Above, the permissions on the file are from the LDAP user that we deleted. Chowning to the local prometheus user.

$ systemctl status prometheus@tools.service
● prometheus@tools.service - prometheus server (instance tools)
   Loaded: loaded (/lib/systemd/system/prometheus@tools.service; static)

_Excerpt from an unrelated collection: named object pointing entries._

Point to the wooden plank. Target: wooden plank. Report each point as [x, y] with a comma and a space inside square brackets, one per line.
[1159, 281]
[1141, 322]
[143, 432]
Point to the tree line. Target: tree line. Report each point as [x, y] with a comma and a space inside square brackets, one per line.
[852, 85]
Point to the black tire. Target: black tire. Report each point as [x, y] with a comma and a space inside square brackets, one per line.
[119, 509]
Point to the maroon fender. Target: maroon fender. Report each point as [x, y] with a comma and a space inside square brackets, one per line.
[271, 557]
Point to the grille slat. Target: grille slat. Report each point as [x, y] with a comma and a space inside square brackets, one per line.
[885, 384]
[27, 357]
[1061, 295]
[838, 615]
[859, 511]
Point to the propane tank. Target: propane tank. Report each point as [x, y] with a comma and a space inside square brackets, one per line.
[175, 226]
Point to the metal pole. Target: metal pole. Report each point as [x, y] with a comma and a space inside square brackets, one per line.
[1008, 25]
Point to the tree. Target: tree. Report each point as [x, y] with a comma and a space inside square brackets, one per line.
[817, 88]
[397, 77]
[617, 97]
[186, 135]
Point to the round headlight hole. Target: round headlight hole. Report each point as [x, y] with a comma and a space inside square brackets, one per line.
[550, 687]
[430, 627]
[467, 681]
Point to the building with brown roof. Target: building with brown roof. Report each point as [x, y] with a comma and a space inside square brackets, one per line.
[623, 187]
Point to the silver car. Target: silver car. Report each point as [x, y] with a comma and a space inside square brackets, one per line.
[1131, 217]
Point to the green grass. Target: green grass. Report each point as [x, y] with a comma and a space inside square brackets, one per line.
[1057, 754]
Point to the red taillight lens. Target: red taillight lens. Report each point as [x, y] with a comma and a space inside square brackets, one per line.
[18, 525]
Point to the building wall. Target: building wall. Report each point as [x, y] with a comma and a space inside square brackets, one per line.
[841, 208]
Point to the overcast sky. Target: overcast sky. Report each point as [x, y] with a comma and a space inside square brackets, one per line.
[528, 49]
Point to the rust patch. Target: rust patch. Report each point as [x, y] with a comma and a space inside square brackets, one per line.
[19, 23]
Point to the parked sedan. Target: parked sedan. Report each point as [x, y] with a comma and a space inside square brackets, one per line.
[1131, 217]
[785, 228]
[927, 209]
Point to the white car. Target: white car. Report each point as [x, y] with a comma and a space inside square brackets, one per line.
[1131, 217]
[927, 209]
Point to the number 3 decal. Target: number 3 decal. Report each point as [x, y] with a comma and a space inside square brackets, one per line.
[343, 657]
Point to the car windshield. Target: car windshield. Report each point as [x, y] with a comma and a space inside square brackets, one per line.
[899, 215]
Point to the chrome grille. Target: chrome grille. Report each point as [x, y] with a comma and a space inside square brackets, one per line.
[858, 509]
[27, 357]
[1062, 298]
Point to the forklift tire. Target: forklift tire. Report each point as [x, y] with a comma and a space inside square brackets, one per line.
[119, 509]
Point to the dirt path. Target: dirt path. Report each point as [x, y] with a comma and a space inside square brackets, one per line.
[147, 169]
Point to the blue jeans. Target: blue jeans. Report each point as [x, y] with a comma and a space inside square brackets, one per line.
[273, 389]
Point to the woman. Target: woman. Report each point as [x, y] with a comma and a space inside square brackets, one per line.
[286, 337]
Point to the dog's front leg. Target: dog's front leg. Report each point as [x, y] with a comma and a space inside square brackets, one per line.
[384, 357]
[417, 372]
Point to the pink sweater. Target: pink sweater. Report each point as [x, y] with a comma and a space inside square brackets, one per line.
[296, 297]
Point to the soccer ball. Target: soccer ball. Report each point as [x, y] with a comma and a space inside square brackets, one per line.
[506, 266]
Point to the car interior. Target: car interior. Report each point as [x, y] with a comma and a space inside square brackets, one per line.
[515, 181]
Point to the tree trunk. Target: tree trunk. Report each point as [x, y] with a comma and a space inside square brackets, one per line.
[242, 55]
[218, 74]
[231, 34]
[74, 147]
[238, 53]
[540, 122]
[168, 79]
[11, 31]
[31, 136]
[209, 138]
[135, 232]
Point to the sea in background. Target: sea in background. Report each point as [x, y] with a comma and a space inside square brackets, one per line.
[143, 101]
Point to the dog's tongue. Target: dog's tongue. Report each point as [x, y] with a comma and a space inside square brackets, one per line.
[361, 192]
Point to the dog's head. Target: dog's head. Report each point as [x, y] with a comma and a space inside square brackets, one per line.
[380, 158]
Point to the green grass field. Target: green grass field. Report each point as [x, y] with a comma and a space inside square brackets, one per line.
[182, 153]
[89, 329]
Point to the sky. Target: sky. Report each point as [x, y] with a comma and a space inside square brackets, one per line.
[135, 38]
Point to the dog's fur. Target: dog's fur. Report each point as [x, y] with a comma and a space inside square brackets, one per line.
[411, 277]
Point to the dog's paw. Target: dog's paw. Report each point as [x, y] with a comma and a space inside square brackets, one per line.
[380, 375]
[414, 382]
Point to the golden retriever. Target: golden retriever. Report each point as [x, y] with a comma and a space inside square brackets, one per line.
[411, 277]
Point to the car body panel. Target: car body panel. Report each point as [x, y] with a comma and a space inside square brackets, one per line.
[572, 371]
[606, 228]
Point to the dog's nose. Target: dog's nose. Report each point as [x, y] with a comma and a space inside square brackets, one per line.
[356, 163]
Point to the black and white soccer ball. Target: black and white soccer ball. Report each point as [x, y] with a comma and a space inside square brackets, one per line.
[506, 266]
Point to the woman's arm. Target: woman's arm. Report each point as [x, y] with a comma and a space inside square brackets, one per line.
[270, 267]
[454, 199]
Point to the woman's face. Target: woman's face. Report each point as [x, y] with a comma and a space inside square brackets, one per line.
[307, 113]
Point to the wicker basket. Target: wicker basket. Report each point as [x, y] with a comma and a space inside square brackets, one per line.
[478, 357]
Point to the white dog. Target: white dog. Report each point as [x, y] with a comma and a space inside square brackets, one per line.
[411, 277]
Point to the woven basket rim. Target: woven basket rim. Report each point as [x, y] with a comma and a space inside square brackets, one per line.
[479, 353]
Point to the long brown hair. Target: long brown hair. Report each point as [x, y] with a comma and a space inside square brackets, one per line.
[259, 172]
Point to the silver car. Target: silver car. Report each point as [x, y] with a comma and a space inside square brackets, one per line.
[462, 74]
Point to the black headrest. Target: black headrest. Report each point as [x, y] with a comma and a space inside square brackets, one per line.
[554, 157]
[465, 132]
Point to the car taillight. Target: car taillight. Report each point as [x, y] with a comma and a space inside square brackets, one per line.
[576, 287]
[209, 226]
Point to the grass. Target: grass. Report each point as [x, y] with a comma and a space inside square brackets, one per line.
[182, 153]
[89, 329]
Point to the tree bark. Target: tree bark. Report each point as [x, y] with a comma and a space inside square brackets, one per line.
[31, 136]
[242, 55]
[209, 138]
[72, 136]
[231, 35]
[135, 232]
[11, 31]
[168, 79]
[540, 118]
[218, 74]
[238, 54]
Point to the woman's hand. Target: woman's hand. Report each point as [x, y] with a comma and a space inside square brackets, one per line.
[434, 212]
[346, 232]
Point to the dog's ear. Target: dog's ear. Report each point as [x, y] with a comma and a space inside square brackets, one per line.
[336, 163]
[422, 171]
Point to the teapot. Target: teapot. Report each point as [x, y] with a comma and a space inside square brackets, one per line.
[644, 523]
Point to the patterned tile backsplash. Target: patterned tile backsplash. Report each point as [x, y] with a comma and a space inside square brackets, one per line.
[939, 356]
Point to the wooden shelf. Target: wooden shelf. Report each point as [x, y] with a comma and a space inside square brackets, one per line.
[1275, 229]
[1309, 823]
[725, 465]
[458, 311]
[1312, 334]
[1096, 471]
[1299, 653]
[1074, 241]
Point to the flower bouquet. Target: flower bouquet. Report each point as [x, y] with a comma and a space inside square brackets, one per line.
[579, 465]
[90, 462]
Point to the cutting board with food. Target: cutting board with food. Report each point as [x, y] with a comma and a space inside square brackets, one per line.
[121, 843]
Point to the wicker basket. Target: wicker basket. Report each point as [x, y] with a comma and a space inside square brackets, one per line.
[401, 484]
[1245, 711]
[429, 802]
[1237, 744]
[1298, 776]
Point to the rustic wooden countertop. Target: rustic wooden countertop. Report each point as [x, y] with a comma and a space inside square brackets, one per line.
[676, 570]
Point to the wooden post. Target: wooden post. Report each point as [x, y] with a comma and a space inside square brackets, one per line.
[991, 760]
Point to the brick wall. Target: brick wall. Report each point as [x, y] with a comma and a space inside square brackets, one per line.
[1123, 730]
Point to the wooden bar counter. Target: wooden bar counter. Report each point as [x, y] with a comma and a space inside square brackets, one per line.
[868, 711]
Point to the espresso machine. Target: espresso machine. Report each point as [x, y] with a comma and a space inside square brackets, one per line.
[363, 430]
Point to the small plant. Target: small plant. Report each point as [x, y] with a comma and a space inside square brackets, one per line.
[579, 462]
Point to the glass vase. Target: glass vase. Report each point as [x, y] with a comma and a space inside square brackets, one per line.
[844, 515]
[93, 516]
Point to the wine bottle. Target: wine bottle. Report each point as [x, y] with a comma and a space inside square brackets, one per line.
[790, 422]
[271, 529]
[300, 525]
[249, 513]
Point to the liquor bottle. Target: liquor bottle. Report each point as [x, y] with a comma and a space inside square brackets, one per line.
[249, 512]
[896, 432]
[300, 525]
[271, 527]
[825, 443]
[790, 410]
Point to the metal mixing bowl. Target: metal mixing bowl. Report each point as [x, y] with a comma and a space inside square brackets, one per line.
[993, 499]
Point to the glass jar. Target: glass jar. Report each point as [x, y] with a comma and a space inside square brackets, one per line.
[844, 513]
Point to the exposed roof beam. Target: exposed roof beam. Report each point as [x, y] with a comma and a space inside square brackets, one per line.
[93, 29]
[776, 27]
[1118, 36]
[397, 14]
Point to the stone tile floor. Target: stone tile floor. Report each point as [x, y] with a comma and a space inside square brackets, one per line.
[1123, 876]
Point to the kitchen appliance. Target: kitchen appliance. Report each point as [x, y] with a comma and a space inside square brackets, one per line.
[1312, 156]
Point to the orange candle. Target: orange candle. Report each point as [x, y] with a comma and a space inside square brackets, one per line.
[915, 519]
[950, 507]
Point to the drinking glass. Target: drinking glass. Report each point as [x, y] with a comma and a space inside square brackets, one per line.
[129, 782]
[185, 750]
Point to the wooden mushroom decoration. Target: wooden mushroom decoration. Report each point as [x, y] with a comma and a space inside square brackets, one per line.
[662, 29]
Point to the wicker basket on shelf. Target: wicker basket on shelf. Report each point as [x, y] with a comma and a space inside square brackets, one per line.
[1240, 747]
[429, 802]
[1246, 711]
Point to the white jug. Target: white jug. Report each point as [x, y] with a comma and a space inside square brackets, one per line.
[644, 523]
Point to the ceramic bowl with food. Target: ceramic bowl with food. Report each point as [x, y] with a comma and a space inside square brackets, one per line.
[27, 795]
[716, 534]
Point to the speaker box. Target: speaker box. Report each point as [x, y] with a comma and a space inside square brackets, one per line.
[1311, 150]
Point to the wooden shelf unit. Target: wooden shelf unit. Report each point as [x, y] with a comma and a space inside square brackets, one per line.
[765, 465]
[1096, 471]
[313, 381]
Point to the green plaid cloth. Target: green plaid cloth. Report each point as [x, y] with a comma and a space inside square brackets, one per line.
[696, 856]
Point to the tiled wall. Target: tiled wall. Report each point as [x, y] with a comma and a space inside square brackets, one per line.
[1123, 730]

   Active: active (running) since Fri 2018-06-22 19:44:36 UTC; 7min ago
 Main PID: 12729 (prometheus)
   CGroup: /system.slice/system-prometheus.slice/prometheus@tools.service
           └─12729 /usr/bin/prometheus -storage.local.max-chunks-to-persist 524288 -storage.local.memory-chunks 1048576 -storage.local.path /srv/prometheus/tools/metrics -web.listen-a.
Bstorm claimed this task.
Vvjjkkii renamed this task from https://tools-prometheus.wmflabs.org/tools responds with 503 to yfaaaaaaaa.Jul 1 2018, 1:02 AM
Vvjjkkii reopened this task as Open.
Vvjjkkii removed Bstorm as the assignee of this task.
Vvjjkkii triaged this task as High priority.
Vvjjkkii updated the task description. (Show Details)
Vvjjkkii removed a subscriber: Aklapper.
Matthewrbowker renamed this task from yfaaaaaaaa to https://tools-prometheus.wmflabs.org/tools responds with 503.Jul 1 2018, 1:31 AM
Matthewrbowker closed this task as Resolved.
Matthewrbowker assigned this task to Bstorm.
Matthewrbowker raised the priority of this task from High to Needs Triage.
Matthewrbowker updated the task description. (Show Details)
Matthewrbowker added a subscriber: Aklapper.